2023年07月08日 | 書評(ブックレビュー)・読書
   先に、スティーヴン ワインバーグ 著「科学の発見」で、(科学後進の中世ヨーロッパ)について感想を書いた。
   科学については、私の専門外であり、知識に乏しいので、世界史の知識深掘りにと思って読んだのだが、天文学の理論など、この本では詳細にテクニカルノートで解説されていて行き届いているのだが、如何せん、難しくて良く分からない。

   突出した歴史上の科学者は、ガリレオ、ニュートン、ダーウィン、アインシュタインと言うことだが、私の知識は、歴史の勉強で片鱗をかすったくらいで、全く初歩の初歩で、多少知っているのは、ダーウィンくらいであろうか。
   まず、興味深かったのは、ガリレオと宗教との対立。
   ガリレオの「天文対話」では、天動説のプトレマイオス説と地動説のコペルニクス説の「二大世界体系」が論じられているだけだが、当時、主な世界体系は、4つあって、他に、同心天球が地球を中心として回転しているとするアリストテレス説、および、地球は静止していて、太陽と月は地球の周りを回っているが、他のすべての惑星は太陽の周りを回っているとするティコ説があった。
   コペルニクス的転回と言われれる程革命的なコペルニクスの地動説の着想は1508年から1510年ごろだと推定されているが、ガリレオが、異端審問で有罪判決を受けたのは、1633年4月。
   ガリレオは、1615年に異端審問所から「コペルニクス説を信じること、擁護すること、教えること」を禁じる公開命令書を受け取っていたが、この命令書に違反したことで、「異端の濃厚な疑い」で終身刑を言い渡され、天動説の撤回を宣告させられたのである。
   法廷を出るとき、ガリレオがラテン語で、「それでも地球は動く」とつぶやいたという話があるが、おそらく作り話であろうと言うのが面白い。  

   私が関心を持ったのは、これらの論争でも、プトレマイオスやアリストテレス、それに、ケプラーさえプラトンの呪縛から完全に逃れなかったと言うほど、当時の科学にまでギリシャの影響が残っていて、世界観を縛り付けていた、その強度な影響力の存在である。

   もう一つガリレオで印象的なのは、望遠鏡の導入と使用によって観測天文学に革命をもたらし、彼の運動の研究は、現代実験物理学の模範となったことである。ガリレオは望遠鏡を自作して、当時角度が3~4倍だったのを20倍までに高めて、この望遠鏡を使って天体観測を初めて、偉大な6つの発見をした。ことである。
   望遠鏡、レンズで思い出すのは、オブスキュラが、フェルメールの素晴しい絵画を生み出したこと、
   私は、写真歴が長いので、レンズは神秘的な魔物であることを知っているので、面白い。
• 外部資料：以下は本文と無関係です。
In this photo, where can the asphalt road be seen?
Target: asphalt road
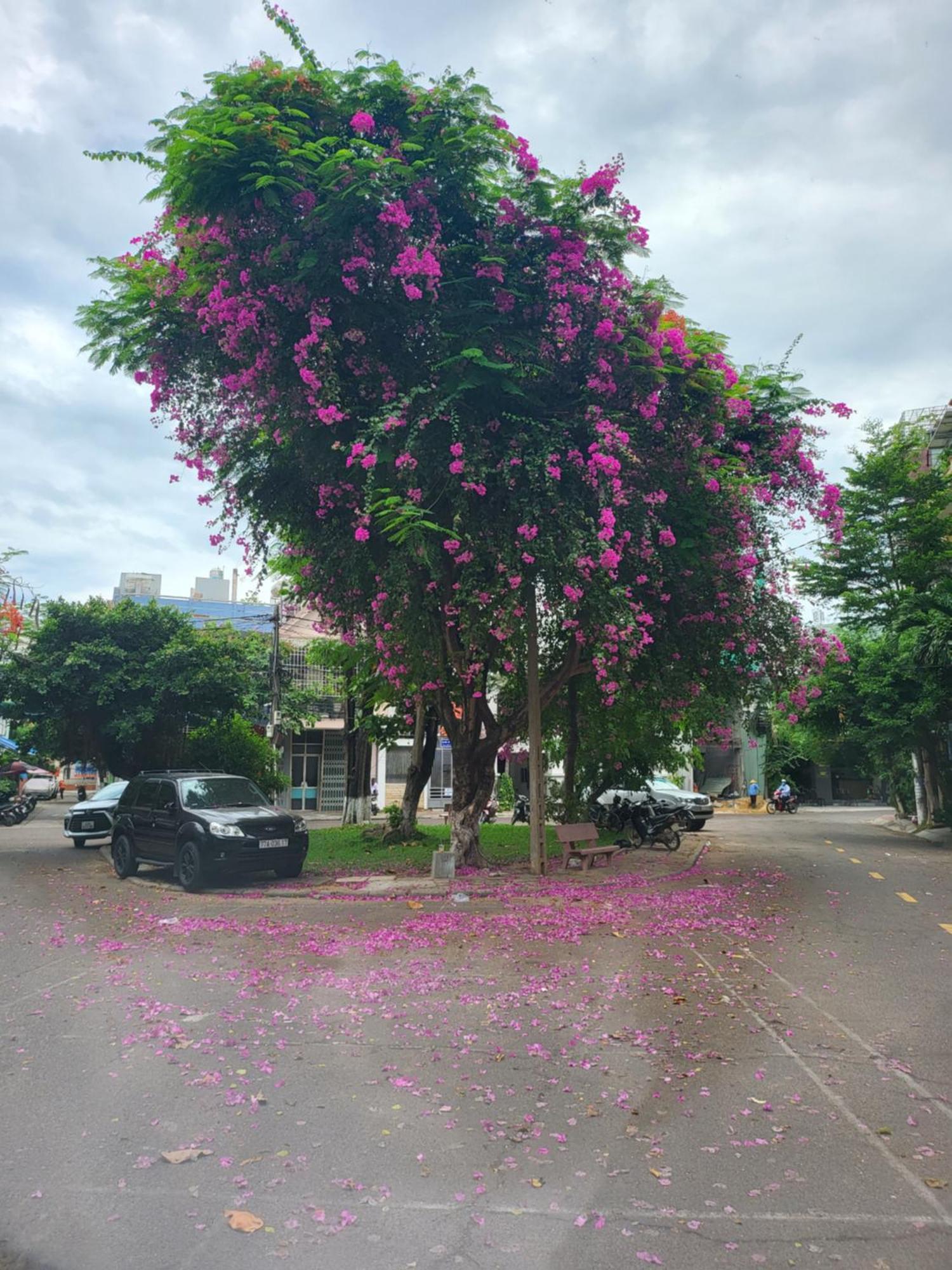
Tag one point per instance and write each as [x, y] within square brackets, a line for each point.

   いずれにしろ、コペルニクス、ティコ・ブラーエ、ケプラー、ガリレオの計算と観測によって、太陽系は正しく解明され記述され、ケプラーの三法則の形に纏められた。
   ガリレオが正しかろうと間違っていようと、教会にとって教義に反する異端であれば断罪された宗教優位の時代、
   今では、現代社会は、一般的に、一部の例外を除いて、宗教上の意見に対して、その意見が正しかろうと間違っていようと、政府や宗教的権威が罰則を科す権利はないと言う教訓を学んでいる。ハラリの言う「ホモゼウス」の時代に逆転したのである。